Ее дыхание было глубоким, надсадным. Тоже быстро облизала губы, но уверенный взгляд от его пронизывающих глаз не отвела. — Я действительно хочу, чтобы ты оставил нас в покое.
— Чушь! — самоуверенно бросил он. — Хочешь сказать, что всю жизнь мечтала о деревенщине, который весит полторы тонны?
— А ты хотел бы услышать, что о тебе?
— Я хотел бы услышать правду.
— Валентин хороший и порядочный человек…
— И засыпая, ты думаешь о нем? — он наклонился к ее лицу, специально провоцируя на то, чтобы выдала свои истинные эмоции, но она оказалась на удивление стойкой.

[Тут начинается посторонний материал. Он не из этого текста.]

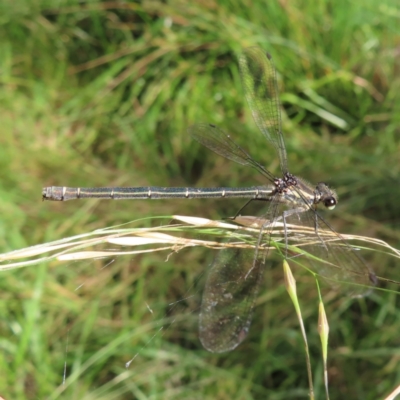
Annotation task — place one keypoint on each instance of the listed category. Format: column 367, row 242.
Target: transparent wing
column 228, row 299
column 231, row 289
column 219, row 142
column 261, row 89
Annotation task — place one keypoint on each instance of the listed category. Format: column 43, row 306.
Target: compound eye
column 330, row 203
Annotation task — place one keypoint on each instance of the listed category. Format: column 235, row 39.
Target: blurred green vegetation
column 101, row 93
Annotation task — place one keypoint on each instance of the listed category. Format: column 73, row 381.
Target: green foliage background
column 101, row 93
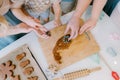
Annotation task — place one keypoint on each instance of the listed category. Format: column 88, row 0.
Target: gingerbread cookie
column 20, row 56
column 17, row 77
column 28, row 70
column 62, row 43
column 6, row 70
column 33, row 78
column 24, row 63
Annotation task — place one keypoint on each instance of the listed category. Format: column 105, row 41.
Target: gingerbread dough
column 60, row 45
column 33, row 78
column 24, row 63
column 6, row 70
column 20, row 56
column 28, row 70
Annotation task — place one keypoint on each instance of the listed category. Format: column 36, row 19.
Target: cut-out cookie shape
column 6, row 70
column 61, row 44
column 17, row 77
column 28, row 70
column 24, row 63
column 20, row 56
column 33, row 78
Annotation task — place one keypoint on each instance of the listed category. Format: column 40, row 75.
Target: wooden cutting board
column 80, row 47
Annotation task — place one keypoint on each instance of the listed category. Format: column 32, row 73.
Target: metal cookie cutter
column 65, row 38
column 48, row 33
column 87, row 36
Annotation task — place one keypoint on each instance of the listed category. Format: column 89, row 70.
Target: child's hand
column 89, row 24
column 73, row 26
column 57, row 23
column 23, row 28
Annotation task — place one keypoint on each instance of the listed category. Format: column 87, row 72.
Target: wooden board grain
column 80, row 48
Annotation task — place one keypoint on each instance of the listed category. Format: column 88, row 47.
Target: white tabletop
column 102, row 32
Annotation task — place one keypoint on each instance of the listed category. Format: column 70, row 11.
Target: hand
column 57, row 23
column 74, row 26
column 23, row 28
column 35, row 23
column 89, row 24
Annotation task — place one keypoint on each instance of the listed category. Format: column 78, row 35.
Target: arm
column 17, row 11
column 57, row 11
column 97, row 8
column 20, row 28
column 74, row 23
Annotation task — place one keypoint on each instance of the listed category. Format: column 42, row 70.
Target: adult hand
column 24, row 28
column 33, row 22
column 89, row 24
column 73, row 26
column 57, row 22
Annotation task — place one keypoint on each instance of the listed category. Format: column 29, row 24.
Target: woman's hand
column 57, row 22
column 24, row 28
column 73, row 26
column 89, row 24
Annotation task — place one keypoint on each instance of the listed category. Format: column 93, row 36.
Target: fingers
column 83, row 29
column 56, row 24
column 67, row 29
column 40, row 33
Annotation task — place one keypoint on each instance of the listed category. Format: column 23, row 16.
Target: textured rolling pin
column 77, row 74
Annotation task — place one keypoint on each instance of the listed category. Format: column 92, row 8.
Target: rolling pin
column 77, row 74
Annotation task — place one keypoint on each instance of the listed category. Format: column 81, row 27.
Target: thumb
column 66, row 30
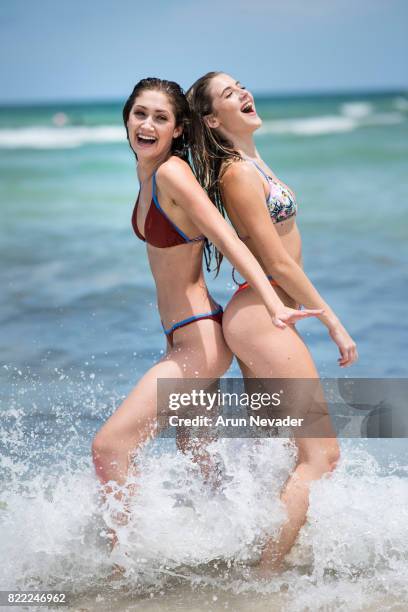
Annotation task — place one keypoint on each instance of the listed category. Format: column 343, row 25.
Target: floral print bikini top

— А кто тебе сказал, что мы не засыпаем с ним вместе?
Вот же зараза!
Он отпрянул, изо всех сдерживая нарастающее раздражение. На то, что сейчас она, а не он, оказалась более стойкой. Хотел вывести на эмоции ее, а в итоге вывелся на них сам.
Да как у тебя это получается, пигалица?
— Когда вернется моя дочь? — спросил он, специально сменив тему.

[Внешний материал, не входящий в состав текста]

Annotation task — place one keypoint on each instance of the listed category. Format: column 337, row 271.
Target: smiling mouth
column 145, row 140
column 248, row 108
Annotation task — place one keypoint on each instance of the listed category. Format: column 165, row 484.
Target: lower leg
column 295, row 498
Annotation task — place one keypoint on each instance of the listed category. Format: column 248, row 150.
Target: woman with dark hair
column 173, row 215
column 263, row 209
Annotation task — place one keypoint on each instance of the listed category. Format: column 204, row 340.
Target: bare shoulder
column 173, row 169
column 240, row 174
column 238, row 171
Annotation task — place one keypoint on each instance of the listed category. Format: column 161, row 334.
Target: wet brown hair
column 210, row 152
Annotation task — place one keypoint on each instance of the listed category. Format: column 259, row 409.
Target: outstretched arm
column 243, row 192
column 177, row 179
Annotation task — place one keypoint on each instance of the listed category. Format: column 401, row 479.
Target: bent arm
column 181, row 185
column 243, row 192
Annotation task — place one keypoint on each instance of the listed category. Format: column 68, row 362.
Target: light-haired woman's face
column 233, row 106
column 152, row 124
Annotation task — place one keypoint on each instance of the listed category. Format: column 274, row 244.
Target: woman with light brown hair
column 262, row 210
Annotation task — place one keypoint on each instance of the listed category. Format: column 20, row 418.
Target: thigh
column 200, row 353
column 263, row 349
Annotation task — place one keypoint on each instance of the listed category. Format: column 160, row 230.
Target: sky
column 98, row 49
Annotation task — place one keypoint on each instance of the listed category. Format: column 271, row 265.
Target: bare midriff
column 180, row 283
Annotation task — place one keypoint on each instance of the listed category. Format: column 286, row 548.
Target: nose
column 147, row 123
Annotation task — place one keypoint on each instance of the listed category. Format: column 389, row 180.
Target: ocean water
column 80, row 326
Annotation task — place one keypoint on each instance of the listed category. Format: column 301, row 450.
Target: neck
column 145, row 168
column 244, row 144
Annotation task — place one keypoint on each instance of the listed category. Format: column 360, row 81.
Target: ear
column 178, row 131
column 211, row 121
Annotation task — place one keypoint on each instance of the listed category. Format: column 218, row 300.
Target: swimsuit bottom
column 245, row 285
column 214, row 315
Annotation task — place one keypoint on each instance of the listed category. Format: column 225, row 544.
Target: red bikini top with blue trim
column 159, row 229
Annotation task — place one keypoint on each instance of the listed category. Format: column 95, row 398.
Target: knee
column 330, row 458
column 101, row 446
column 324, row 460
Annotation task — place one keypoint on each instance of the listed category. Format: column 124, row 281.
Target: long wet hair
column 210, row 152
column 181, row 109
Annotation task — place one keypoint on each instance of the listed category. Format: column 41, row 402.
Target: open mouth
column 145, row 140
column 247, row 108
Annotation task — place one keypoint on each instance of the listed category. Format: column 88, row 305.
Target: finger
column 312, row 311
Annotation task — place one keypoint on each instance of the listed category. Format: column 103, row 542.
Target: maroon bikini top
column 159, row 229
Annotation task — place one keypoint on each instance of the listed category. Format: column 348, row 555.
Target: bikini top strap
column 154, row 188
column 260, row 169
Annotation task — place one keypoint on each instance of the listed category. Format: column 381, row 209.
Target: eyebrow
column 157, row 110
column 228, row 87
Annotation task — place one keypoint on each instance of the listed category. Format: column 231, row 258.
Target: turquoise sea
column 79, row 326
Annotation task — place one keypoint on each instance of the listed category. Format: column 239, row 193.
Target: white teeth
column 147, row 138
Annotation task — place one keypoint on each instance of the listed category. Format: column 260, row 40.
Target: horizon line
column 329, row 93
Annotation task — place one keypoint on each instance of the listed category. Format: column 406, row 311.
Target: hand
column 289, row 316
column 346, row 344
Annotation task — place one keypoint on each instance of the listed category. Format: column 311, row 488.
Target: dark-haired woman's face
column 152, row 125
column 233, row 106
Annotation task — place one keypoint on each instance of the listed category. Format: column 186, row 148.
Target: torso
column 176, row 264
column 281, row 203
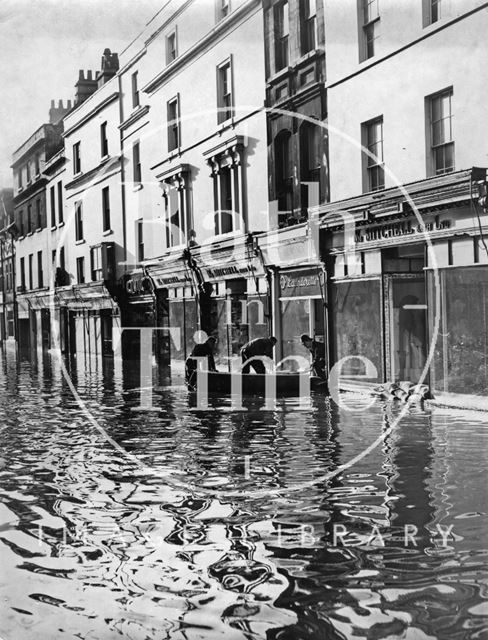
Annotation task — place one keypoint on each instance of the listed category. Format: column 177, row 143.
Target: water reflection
column 98, row 544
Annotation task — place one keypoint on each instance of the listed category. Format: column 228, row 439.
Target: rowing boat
column 287, row 383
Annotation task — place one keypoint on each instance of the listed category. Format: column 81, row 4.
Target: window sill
column 226, row 124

— Прекрати постоянно делать акцент на том, что она твоя.
— Но она же моя.
— Биологически. А по факту никто, она знать тебя не знала все эти годы.
— Благодаря тебе.
— Конечно, а как я должна была поступить? — разозлилась она, как и всякий раз, когда речь заходила о ее ребенке. — Я должна была рассказать ей, что где-то там, в Америке, топчет улицы Бродвея ее папочка? Что просто воспользовался ее мамой и… — осеклась, явно не желая развивать тему. — В общем все, Вишневский, пожалуйста, давай не будем. Просто уходи.

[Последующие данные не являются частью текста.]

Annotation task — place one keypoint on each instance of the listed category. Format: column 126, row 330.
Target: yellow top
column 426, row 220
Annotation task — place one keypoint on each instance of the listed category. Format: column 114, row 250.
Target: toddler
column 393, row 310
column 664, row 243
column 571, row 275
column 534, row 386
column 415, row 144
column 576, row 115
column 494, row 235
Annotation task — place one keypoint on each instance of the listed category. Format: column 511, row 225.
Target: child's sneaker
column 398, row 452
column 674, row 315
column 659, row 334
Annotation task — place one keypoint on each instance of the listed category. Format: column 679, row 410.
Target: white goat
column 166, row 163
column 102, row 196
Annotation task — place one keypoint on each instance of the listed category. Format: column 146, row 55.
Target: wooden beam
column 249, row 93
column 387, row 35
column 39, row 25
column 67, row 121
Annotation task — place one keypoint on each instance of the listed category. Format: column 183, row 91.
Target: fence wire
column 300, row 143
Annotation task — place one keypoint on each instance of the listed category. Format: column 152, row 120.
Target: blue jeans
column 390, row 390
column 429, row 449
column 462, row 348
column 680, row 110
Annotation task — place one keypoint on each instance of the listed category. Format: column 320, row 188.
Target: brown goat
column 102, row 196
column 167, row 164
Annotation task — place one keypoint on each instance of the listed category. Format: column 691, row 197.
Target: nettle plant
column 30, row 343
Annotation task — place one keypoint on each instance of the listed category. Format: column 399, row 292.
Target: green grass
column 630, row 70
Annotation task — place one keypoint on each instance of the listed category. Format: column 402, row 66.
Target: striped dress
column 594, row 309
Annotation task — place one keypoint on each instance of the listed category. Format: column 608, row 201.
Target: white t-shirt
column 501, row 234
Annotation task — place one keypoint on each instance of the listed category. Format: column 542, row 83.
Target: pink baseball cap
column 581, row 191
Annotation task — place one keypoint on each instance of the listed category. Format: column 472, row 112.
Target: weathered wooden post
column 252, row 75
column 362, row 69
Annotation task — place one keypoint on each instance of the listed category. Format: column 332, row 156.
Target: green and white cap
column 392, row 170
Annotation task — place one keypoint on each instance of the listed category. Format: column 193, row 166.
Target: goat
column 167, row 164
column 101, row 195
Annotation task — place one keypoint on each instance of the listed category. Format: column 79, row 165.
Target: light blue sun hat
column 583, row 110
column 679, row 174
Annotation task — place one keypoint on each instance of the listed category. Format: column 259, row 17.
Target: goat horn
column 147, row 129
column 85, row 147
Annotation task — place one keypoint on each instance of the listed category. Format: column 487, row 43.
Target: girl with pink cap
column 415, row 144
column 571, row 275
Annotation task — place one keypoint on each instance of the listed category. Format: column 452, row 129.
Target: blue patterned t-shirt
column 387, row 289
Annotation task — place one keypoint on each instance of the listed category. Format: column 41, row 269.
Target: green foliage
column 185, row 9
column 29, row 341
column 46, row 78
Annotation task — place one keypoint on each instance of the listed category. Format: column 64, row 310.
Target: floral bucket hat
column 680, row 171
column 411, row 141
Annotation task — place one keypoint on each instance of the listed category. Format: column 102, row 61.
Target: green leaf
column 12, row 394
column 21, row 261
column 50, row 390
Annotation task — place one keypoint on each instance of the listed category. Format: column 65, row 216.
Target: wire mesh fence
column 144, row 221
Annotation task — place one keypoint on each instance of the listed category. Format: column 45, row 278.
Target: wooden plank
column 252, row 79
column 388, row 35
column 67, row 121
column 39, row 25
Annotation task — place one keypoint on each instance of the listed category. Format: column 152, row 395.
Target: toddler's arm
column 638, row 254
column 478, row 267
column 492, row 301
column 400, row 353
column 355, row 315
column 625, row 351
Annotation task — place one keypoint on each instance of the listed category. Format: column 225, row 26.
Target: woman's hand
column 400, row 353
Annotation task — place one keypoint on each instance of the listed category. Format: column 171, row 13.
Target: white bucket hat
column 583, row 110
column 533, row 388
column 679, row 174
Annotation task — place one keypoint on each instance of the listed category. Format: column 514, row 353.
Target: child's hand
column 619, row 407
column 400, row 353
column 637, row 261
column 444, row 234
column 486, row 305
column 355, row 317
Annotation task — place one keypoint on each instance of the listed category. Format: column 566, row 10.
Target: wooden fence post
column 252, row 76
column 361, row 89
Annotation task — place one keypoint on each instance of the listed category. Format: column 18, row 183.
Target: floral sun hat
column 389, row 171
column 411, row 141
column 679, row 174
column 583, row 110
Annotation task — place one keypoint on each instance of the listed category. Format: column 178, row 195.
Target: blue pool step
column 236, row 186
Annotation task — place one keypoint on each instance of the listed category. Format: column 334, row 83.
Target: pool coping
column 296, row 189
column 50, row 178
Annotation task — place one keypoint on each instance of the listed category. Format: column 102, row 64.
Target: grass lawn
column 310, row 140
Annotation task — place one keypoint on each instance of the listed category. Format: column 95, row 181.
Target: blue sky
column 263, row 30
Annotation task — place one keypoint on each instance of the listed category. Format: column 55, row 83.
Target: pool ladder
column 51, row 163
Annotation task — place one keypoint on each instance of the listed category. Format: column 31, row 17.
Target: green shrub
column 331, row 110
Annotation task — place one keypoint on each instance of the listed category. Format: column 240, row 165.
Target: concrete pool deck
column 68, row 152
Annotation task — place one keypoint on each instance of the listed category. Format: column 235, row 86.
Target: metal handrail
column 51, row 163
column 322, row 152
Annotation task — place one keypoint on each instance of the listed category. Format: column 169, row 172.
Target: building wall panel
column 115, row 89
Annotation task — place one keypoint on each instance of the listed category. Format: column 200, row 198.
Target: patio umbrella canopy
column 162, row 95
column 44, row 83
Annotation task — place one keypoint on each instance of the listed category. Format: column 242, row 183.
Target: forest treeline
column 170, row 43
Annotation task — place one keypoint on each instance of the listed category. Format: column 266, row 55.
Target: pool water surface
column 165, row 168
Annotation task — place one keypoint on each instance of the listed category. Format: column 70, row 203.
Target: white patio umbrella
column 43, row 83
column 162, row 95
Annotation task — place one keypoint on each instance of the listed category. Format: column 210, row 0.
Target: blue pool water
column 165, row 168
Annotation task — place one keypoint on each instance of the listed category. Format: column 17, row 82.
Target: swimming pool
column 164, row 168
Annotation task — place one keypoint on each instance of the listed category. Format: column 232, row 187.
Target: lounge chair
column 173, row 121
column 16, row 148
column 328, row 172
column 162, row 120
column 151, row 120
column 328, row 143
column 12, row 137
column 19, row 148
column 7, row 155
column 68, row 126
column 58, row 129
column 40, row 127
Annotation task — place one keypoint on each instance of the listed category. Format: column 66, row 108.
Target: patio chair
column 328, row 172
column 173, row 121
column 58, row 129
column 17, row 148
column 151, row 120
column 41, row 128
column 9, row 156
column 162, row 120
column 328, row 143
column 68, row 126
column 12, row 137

— Воспользовался ее мамой? — прищурив глаза, сразу же зацепился он. — То есть ты считаешь, что я тобой просто воспользовался? На жертву ты мало похожа.
— А тебе хотелось бы, чтобы я превратилась в ничто? — не сдавала позиций она. — Чтобы создала алтарь имени тебя, плакала ночами возле твоей фотографии?
Как бы грубо это не прозвучало, но да, первое время, преисполненный идиотской обиды, он хотел, чтобы она сильно пожалела о том, что сделала. Конечно, хотел. Хотел, чтобы помнила о нем и каждый божий день просыпаясь утром жалела о своем поступке. Ведь это она кинула его, сказав, дословно: "Я слишком долго тебя любила и перегорела. Ты стал моим первым, мечта исполнилась, пора придумывать другую, но уже без твоего участия".
Это были ее слова! Так какого черта она стоит сейчас и собирает какую-то чушь, что это он ей воспользовался?
Может, потому что это вообще в природе женщины обязательно найти крайнего, и обязательно "козла", на которого можно свалить все свои неурядицы?
Но вот загвоздка — по отношению к ней он как раз-таки козлом не был. Наверное, к ней единственной. Да он в Америку ее забрать с собой хотел! И забрал бы, сложись оно все иначе. Возможно, через два дня бы пожалел о своем решении, но получать образование можно было и не оставаясь вместе.